Le 25, le général Marmont plaça ses batteries de réserve sur les hauteurs de Mozembano, pour protéger la construction des ponts; c'était bien inutile. L'ennemi n'avait garde de venir se placer dans un rentrant de trois mille toises de corde, pour disputer le passage d'une rivière de vingt toises, commandée par une hauteur, vis-à-vis de laquelle son artillerie, quelque nombreuse qu'elle fût, n'aurait pas pu se maintenir plus d'un quart d'heure en batterie. Le passage effectué, Delmas, avec l'avant-garde, marcha sur Valleggio; Moncey, avec la division Boudet, Michaud, avec la réserve, le soutinrent. Suchet resta en réserve devant Borghetto, et Dupont, avec l'aile droite, resta à Pozzolo. Les troupes eurent à souffrir des feux croisés de Valleggio et de Salionzo; mais le général autrichien avait déja calculé sa retraite, considérant la rivière comme passée, et après l'affront qu'il avait reçu la veille, malgré l'immense supériorité de ses forces, il cherchait à gagner l'Adige. Il avait seulement conservé des garnisons dans les ouvrages de Salionzo et de Valleggio, afin de pouvoir opérer sûrement sa retraite et évacuer tous ses blessés. Brune lui en laissa le temps. Dans la journée du 25, il ne dépassa pas Salionzo et Valleggio, c'est-à-dire qu'il fit trois mille toises. Le lendemain, les redoutes de Salionzo furent cernées, et on y prit quelques pièces de canon et 1200 hommes. Il faut croire que c'est par une faute de l'état-major autrichien, que ces garnisons n'ont pas reçu l'ordre de se retirer sur Peschiera. Il est difficile, toutefois, de justifier la conduite de ce général.

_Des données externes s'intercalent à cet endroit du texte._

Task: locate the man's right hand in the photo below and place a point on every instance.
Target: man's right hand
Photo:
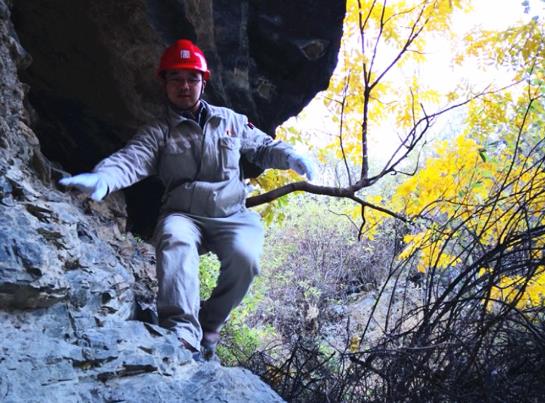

Les Français firent une attaque inutile en voulant enlever Borghetto; la brave soixante-douzième demi-brigade, qui en fut chargée, y perdit l'élite de ses soldats. Il suffisait de canonner vivement ce poste et d'y jeter des obus; car on ne peut pas entrer dans Borghetto, si l'on n'est pas maître de Valleggio; et une fois maître de ce dernier point, tout ce qui est dans Borghetto est pris. Effectivement, peu après l'attaque de la soixante-douzième, la garnison de Borghetto se rendit prisonnière; mais on avait sacrifié en pure perte 4 à 500 hommes de cette brave demi-brigade.